Take this Wikipedia and shove it
Elevation Partners — you know, the hedge fund with added Bono — threw a party for Wikipedia at the Third Street Grill. The big news was that Wikipedia has updated its license to be compatible with Larry Lessig's Creative Commons, which should make it even easier for schoolkids to copy entries wholesale into their term papers. Or something. I was on my fourth Cape Codder by the time they started announcing things, so I wasn't really paying attention.
It was an odd venue for a tech party — a greasy diner by day, the Grill sits on a corner near the ballpark, neighborhing Border's, McDonald's, and dozens of men in Giants windbreakers asking passerbys if they need a ticket. They say open source is about software that's free as in "free speech," not "free beer," but the open bar featured plenty of the latter.

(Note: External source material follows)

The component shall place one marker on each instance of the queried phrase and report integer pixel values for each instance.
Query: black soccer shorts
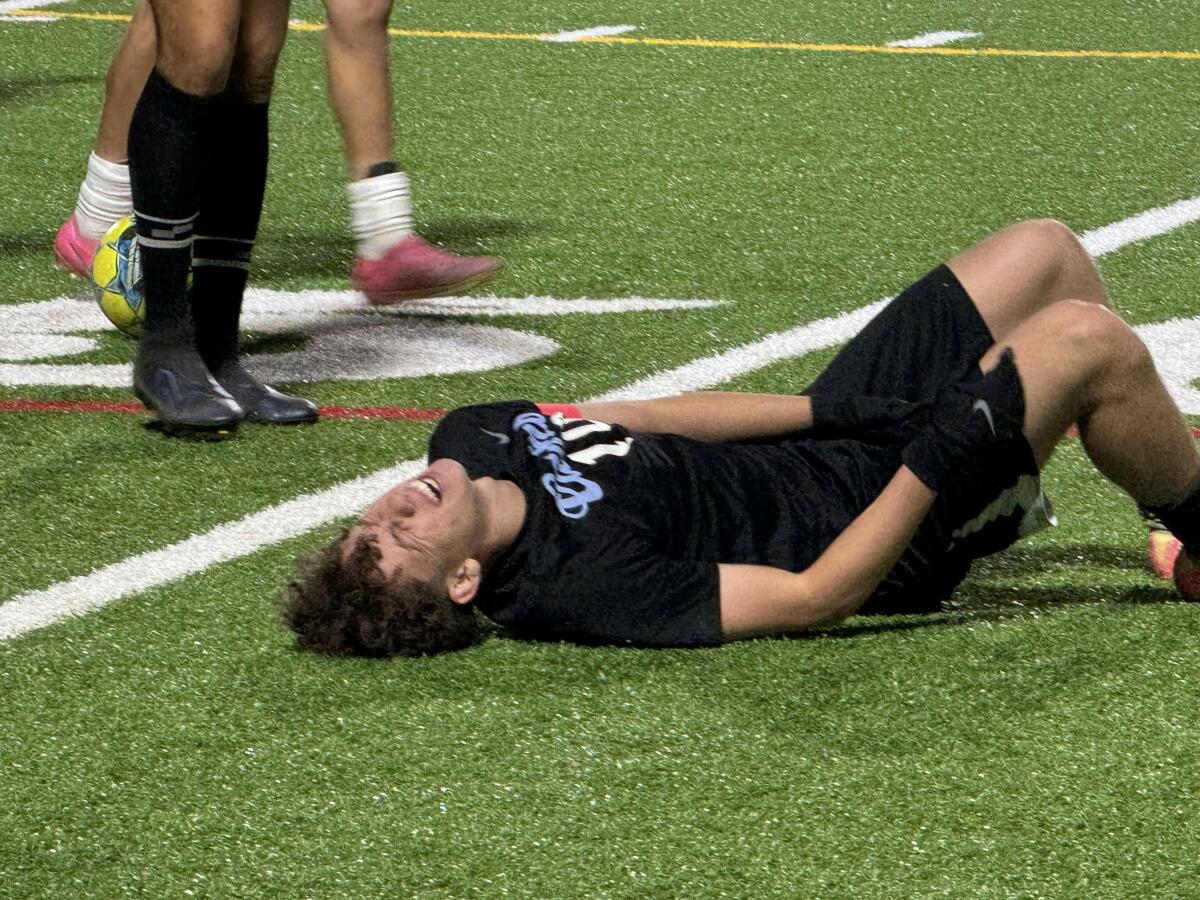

Elevation's Marc Bodnick greeted me by saying I wasn't drunk enough, and he was rarely without a can of Coors Light the entire night. The user-contributed entertainment was karaoke, backed by a talented, and very patient, live band. The clip above, captured by Irene McGee's cell phone, is a video of Wikipedia's Jimmy Wales and Creative Commons creator Lawrence Lessig announcing their collaboration and singing the Sonny and Cher classic "I Got You Babe." Seriously.
And apparently, no one's putting in long hours over at Yahoo; there was a large contingent from the troubled portal there. Shouldn't they have been back in the office, saving the company? Yahoo Brickhouse head Salim Ismail, our latest Silicon Valley tool, and Yahoo VP Bradley Horowitz took the mike, breaking out "Don't You Want Me," a fitting anthem. (The answer: No.)
Later on, I succumbed to the call of the spotlight, bleating out the Johnny Paycheck classic "Take This Job and Shove It," which given the events of last week seemed so appropriate. (Video by Irene McGee)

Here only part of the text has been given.